Em 2021 a Academia Espírito-santense de Letras completará 100 anos de fundação. Na prática local de debates e de troca de experiências entre associados, uma Academia de Letras distingue-se de outras associações literárias por conservar acessível a obra dos que ao longo dos tempos integraram os seus quadros. Vem daí a mal compreendida noção de imortalidade, que outra não pode ser senão da obra produzida pelo acadêmico.
É que numa instituição cultural as realizações de seus membros se somam para constituir o seu patrimônio, tanto mais apreciáveis quanto mais diversificadas forem. Por isso as Academias de Letras, organizações particulares e que não integram a estrutura do Poder Público, procuram selecionar para seu convívio personalidades que convivam em alto nível e cuja obra se mostre representativa do estado contemporâneo da escrita. Ou seja, não se trata de escolher “os melhores”, porque essa noção é subjetiva e está muito longe do propósito da instituição.
Mas regras comportam exceções. Uma delas, recente e para mim plenamente justificável, foi a eleição do poeta Sérgio Blank para a cadeira 9 da Academia Espírito-santense de Letras: Blank era dos melhores, e na eleição para a Academia beirou as raias da unanimidade. Como beira a unanimidade a aprovação à obra poética que deixou. Não que se trate de poesia leve ou fácil. Não é o caso. A poesia de Blank é complexa, como complexa era a sua personalidade. Porque sob camadas de uma doçura que lhe era inata escondia um modo sarcástico de ser.
Blank foi ativista, pela leitura, que cuidava de levar a todos os lados, pela escrita, cuja produção instigava. Ultimamente, por meio de atividade que bolou, pôs escritores locais para refletir sobre o processo criativo de cada um.
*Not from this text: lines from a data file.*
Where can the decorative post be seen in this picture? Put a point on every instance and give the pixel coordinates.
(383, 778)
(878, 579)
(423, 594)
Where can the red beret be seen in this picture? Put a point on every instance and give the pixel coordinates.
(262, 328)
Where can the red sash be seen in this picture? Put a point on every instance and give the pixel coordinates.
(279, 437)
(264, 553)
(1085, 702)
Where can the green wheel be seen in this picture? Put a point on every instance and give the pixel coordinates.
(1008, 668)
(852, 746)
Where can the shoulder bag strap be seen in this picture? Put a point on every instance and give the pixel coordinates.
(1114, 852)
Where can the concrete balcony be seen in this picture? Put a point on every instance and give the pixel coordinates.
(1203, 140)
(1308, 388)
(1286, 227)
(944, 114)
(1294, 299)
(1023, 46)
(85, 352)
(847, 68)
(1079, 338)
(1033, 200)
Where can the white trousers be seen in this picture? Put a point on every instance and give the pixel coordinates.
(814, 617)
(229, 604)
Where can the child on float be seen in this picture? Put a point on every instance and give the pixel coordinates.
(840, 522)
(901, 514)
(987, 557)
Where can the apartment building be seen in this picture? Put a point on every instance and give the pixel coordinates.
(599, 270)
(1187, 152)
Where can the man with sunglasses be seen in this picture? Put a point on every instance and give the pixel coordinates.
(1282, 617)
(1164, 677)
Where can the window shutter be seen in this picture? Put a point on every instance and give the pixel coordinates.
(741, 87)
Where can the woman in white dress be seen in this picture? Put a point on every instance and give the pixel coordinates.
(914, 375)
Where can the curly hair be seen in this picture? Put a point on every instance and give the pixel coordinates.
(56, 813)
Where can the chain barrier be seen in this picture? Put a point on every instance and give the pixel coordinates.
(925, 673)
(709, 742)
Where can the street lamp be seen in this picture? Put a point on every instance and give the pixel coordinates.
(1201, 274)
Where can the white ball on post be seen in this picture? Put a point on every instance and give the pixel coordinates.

Tivemos o prazer de receber no Instituto Histórico e Geográfico uma edição do seu exitoso projeto “Por que você escreve”.
Em janeiro de 2019 Blank lançou Blue Sutil, maneira triunfal que inventou de retomar a produção escrita. O hiato criativo – ou, talvez mais apropriado, o hiato entre publicações – fora longo: há vinte e três anos não publicava inéditos. Mas, percebe-se pela concepção, pela linguagem, o observador que pensava macio não deixou de acompanhar o seu tempo. De fato, estava embebido do modo (muito mais que da linguagem), das redes sociais: Blue Sutil reúne textos curtos, mas reflexivos e impregnados de lirismo, publicados anteriormente na sua conta do Facebook. Onde, aliás, forçado ao isolamento pelas frágeis condições de saúde, o poeta era assíduo. Era uma maneira de observar, de apreender e de dialogar com o mundo, cujas sutilezas lograva traduzir com leveza, mas sem prejuízo da profundidade. Como se vê dessa última fase da sua produção.
Blank trabalhou em livraria, em biblioteca, na Universidade. Seu métier era a palavra. A lida, a escrita, a falada. Gostava de falar de livros: nos últimos dias as redes sociais encheram-se de fotos de participações suas em saraus e eventos literários. Era poeta, e o poeta sabe que a palavra reúne em si múltiplos níveis de expressão, alguns insuspeitos, alguns inusitados. Resenhas biobibliográficas nos põem a par da sua obra poética: Estilo de ser assim, tampouco (1984); Pus (1987); Um (1988); A tabela periódica (1993); Vírgula (1996). Tudo reunido posteriormente em Os dias ímpares - toda poesia (2011). Uma vez queixou-se a mim de que tinha virado o “autor de Safira”, seu bem-sucedido livro infantil (1991), em que conta a história da caneta que descobre ter sangue (tinta) azul. Pura irreverência da sua parte. Sua obra era grande.
E agora a obra de Blank chega de fato ao seu porto final. Blue Sutil foi o seu canto de cisne. Não acredito em evolução da obra de um poeta, acredito em lapidação. No longo período de silêncio escrito Blank lapidou sua poética, cristalizada na derradeira publicação. A arguta observação da vida que passa, dos sentimentos aflorados na cogitação das presenças que lhe povoavam os dias, de tudo que o rodeava, enfim, extraindo de tudo um sentido para organizar o seu mundo, me parece ser a essência do que grafou nas últimas páginas que deixou.
E agora esse legado pessoal, do poeta estimado de todos e reconhecido nas ruas, integra-se afetivamente ao patrimônio da Academia. Em termos literários trata-se de um ciclo que se fecha e de uma nostalgia que fica na já longa história da nossa Casa de Letras. Cujos membros são responsáveis pela diuturna concretização do seu propósito, o de semper ascendere.
Obrigado também por isso, Blank.
Getúlio Marcos Pereira Neves, historiador, escritor e poeta com vários livros publicados, é o atual ocupante da cadeira 33 da Academia Espírito-santense de Letras.